BANDUNG.SWARAWANITA NET,-Sebelum memasuki musim hujan, Pemerintah Kota (Pemkot) Bandung telah
mengambil langkah-langkah preventif terhadap bencana hidrometeorologi.
Saat ini, saat Kota Bandung mulai diguyur hujan, langkah-langkah
tersebut masih terus dilakukan.
Dinas Pekerjaan Umum (DPU) Kota Bandung telah menginisiasi Gerakan
Mapag Hujan pada 9-31 Oktober 2019 lalu. Hasilnya sebanyak 4.000 meter
kubik sedimentasi terangkat dari sungai dan drainase.
Kepala DPU Kota Bandung, Didi Ruswandi menuturkan, upaya tersebut
penting untuk mempersiapkan saluran air seperti sungai agar bisa dilalui
air dengan lancar. Kendati demikian, gerakan membersihkan sedimentasi
itu bukanlah solusi utama, melainkan aksi jangka pendek saja.
“Karena ketika hujan datang, aliran air itu membawa sedimen dan
sampah baru. Jadi gerakan membersihkan sungai dan drainase ini akan
terus dilakukan setiap hari,” ujar Didi di Balai Kota Bandung, Rabu
(13/11/2019).
Selain pengangkatan sedimen, Didi juga memastikan infrastruktur
pengairan berfungsi dengan baik. Tol-tol air dan kolam-kolam retensi
sudah siap aktif jika debit air sungai tiba-tiba naik karena tingginya
curah hujan.
Ada tiga tol air yang dimiliki oleh Pemkot Bandung. Dua tol air di
Jalan Soekarno Hatta yang dilengkapi pompa dan satu lagi di Pagarsih
yang dikenal dengan basement air.
Selain itu, ada delapan kolam retensi yang siap menjadi lahan parkir
air di beberapa titik. Yaitu Kolam Retensi Rancabolang Gedebage,
Cisurupan, Cikiley, Sirnaraga, Sarimas, Taman Lansia, dan kolam retensi
di dalam Kantor Dinas Perhubungan Kota Bandung. Selain itu ada pula
kolam retensi di Masjid Terapung Gedebage milik Pemerintah Provinsi Jawa
Barat.
Tak hanya itu, Kota Bandung juga telah memiliki 13 rumah pompa yang
disimpan di tempat-tempat potensial tergenang cileuncang. Rumah pompa
yang selalu dijaga oleh petugas itu akan melakukan penyedotan air dan
dialirkan lebih cepat ke sungai-sungai yang debit airnya lebih aman.

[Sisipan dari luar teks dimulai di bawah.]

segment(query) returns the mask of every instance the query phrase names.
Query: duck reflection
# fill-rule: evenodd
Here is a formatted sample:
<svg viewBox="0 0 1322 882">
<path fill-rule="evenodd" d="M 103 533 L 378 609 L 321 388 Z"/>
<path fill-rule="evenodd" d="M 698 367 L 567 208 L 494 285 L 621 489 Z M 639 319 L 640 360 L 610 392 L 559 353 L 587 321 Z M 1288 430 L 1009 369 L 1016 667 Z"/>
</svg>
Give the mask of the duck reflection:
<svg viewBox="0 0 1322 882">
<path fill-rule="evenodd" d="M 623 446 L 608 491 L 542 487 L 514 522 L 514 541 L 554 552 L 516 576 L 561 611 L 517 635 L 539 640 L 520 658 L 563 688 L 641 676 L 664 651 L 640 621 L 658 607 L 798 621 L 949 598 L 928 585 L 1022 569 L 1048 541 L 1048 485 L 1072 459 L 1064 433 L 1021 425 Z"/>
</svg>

Di samping langkah preventif, Didi juga melakukan langkah antisipatif
dengan menyiapkan material jika sewaktu-waktu terjadi tanah longsor di
Kota Bandung. Material seperti batu, pasir, semen, hingga karung dan
geobag telah siap digunakan jika terjadi bencana.
“Kita sudah stok material kalau misal ada longsor dan sebagainya. Itu
senilai Rp2 miliar. Batu, semen dan pasir sudah stand by, karung masih
banyak. Sekarang sedang proses pengadaan geobag,” ungkap Didi.
Geobag adalah sejenis kantong seperti karung dengan bahan yang lebih
tahan lama dan kuat yang diaplikasikan sebagai proteksi sempadan sungai
atau abrasi pantai. Geobag memiliki struktur yang lebih kuat serta mampu
menahan dinding sungai secara lebih alami.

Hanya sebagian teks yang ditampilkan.